Trump’s former attorney, John Eastman, allegedly told White House lawyer Eric Herschmann he didn’t care if challenging the election results could lead to violence.

Lemon asked Mudd whether he thought Trump knew the election wasn’t stolen but still chose to allegedly “accept violence.”

“Is it clear to you that Trump was also willing to accept violence to stay in power?” Lemon asked. (RELATED: Republicans Bust Out Laughing As Dem Rep Says J6 Committee Doesn’t Engage In Partisan Politics)

“Heck no,” Mudd responded. “There’s two questions here. There’s a question of whether I think the president did the right thing. No.
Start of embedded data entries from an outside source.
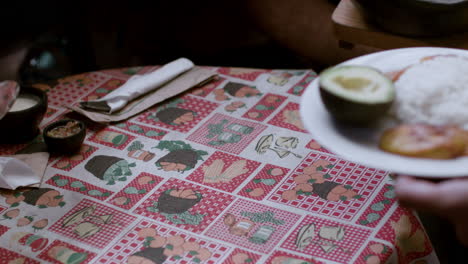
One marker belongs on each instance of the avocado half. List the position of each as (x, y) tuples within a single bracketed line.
[(356, 94)]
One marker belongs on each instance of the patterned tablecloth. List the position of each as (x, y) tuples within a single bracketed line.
[(222, 174)]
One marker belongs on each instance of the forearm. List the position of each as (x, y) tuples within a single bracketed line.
[(305, 27)]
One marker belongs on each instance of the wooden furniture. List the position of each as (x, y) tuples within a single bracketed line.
[(351, 26)]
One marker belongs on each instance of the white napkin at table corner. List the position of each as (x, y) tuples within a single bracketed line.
[(141, 84), (16, 173)]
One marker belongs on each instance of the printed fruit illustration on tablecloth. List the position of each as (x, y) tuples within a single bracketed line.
[(314, 181), (181, 156), (174, 204), (257, 227), (40, 197), (171, 114), (109, 168), (158, 248)]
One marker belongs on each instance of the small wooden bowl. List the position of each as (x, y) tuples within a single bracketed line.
[(64, 145)]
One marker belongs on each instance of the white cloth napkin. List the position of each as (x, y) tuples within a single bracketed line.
[(15, 173), (139, 85)]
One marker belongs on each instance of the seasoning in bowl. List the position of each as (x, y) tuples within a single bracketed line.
[(69, 129), (64, 136)]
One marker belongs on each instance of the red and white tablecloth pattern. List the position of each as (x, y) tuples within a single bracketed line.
[(225, 173)]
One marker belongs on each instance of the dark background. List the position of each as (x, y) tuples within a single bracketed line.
[(88, 36)]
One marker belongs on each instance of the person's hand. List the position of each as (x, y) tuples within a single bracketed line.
[(448, 199)]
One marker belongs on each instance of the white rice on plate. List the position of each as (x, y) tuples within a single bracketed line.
[(434, 91)]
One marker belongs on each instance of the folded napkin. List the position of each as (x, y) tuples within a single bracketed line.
[(137, 86), (142, 92), (22, 170), (8, 92)]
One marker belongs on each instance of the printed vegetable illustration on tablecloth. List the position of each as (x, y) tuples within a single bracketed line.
[(174, 204), (314, 181), (378, 209), (79, 186), (264, 224), (181, 156), (326, 237), (281, 78), (222, 133), (158, 248), (136, 151), (407, 241), (34, 242), (66, 255), (85, 223), (232, 107), (282, 146), (216, 173), (237, 90), (142, 130), (109, 168), (10, 214), (40, 197), (171, 114), (289, 260), (376, 250), (293, 117)]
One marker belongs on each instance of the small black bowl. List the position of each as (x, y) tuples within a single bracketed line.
[(22, 126), (64, 145)]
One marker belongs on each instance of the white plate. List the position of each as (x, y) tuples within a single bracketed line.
[(360, 145)]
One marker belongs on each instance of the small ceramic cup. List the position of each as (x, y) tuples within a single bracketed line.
[(64, 145)]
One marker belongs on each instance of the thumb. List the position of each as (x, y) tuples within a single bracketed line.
[(420, 195)]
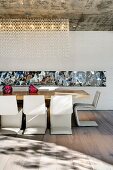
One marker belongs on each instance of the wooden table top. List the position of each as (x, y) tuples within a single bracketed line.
[(49, 93)]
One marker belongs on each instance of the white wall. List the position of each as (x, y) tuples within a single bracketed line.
[(85, 50)]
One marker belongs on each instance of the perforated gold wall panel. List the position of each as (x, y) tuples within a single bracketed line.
[(34, 25)]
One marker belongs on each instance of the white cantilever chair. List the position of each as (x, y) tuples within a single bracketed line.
[(92, 106), (36, 114), (60, 114), (11, 119)]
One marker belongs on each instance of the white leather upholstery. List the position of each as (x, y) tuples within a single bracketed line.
[(88, 106), (60, 114), (11, 119), (36, 114)]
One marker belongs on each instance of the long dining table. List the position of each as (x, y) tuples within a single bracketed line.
[(48, 93)]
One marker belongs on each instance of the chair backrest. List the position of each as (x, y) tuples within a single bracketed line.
[(96, 99), (10, 117), (8, 105), (61, 104), (34, 105)]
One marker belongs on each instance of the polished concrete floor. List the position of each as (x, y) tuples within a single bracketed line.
[(88, 148)]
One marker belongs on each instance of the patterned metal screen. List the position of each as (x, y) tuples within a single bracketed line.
[(54, 78)]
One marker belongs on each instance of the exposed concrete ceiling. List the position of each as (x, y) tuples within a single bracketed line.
[(84, 15)]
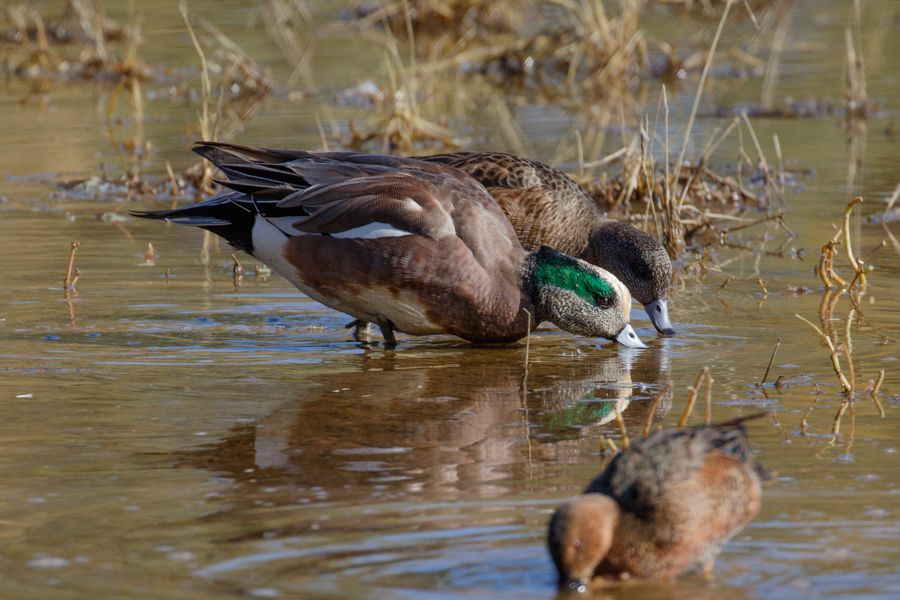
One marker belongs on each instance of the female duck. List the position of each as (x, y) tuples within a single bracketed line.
[(664, 507), (414, 247), (548, 208)]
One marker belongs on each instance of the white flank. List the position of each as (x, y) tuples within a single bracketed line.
[(405, 311)]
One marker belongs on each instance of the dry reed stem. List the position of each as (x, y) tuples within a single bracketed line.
[(622, 429), (878, 382), (848, 247), (709, 382), (771, 360), (653, 407), (237, 269), (68, 279), (724, 284), (836, 426), (805, 416), (612, 445), (690, 123), (763, 165), (887, 212), (704, 372), (206, 130), (834, 357)]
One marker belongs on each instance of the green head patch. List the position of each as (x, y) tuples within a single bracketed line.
[(562, 272)]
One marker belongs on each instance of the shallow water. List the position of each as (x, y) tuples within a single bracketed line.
[(183, 436)]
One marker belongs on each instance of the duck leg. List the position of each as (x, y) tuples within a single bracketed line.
[(362, 330), (387, 331)]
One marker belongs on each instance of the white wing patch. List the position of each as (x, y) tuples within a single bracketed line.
[(371, 231)]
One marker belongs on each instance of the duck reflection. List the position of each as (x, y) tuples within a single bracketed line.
[(414, 422)]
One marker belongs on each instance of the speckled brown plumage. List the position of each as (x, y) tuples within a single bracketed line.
[(664, 507), (548, 208)]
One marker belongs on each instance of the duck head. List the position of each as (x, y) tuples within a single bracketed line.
[(580, 535), (641, 262), (579, 297)]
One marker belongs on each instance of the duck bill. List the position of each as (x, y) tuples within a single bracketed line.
[(658, 311), (571, 584), (627, 337)]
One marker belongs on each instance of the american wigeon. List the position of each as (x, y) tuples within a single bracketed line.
[(663, 507), (415, 247), (548, 208)]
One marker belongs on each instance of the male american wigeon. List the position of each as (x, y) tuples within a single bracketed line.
[(412, 246), (548, 208), (663, 507)]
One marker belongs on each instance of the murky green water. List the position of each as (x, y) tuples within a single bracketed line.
[(185, 437)]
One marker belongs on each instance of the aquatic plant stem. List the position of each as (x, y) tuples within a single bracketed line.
[(771, 360), (653, 406), (690, 124), (834, 357), (704, 372), (68, 280)]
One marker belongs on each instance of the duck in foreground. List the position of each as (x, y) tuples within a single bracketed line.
[(664, 507), (548, 208), (411, 246)]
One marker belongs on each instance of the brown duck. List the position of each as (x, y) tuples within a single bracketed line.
[(664, 507), (548, 208), (412, 246)]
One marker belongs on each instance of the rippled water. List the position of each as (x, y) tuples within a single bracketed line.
[(183, 436)]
There’s a question of what I think the Department of Justice will do.”

Mudd said it would be a bad idea for the Justice Department to go after Trump with conspiracy charges, which he noted is difficult to prove.

“If you don’t win that case at the back end … you’re perceived to be someone who is pursuing Donald Trump because you have partisan political interest,” Mudd said, to which Lemon said that Jan. 6 committee witnesses testified Trump’s inner circle told the president he lost the election.

“The president’s going to say ‘my advisers told me I won. I thought I won, that wasn’t a conspiracy,'” Mudd said.

That’s when the two began bickering.

“None of his advisers told him he won,” Lemon said.

“Don, you’ve got to go not to the court of public opinion, but to the court of law.”

“Every single person who testified, his advisers … told him he lost,” Lemon said.

“You’re wrong. Don, you’re wrong! You’re wrong!”

“The only person who told him he won was Rudy Giuliani and the crazy voting box people,” Lemon shot back.

“Don’t you think the defense can find witnesses who said the president thought that he won? Come on, Don. The defense will find people who said the president believed he was right. How can this be a conspiracy if the president said he was trying to defend democracy?”

Lemon again said none of Trump’s advisers told the president he won.

“I don’t buy it. I am going to tell you, defense attorneys will find people who say the president thought he won,” Mudd said. “Let’s go, Don, come on.”

The two continued bickering for several minutes, with Lemon saying Mudd is “not making any sense.”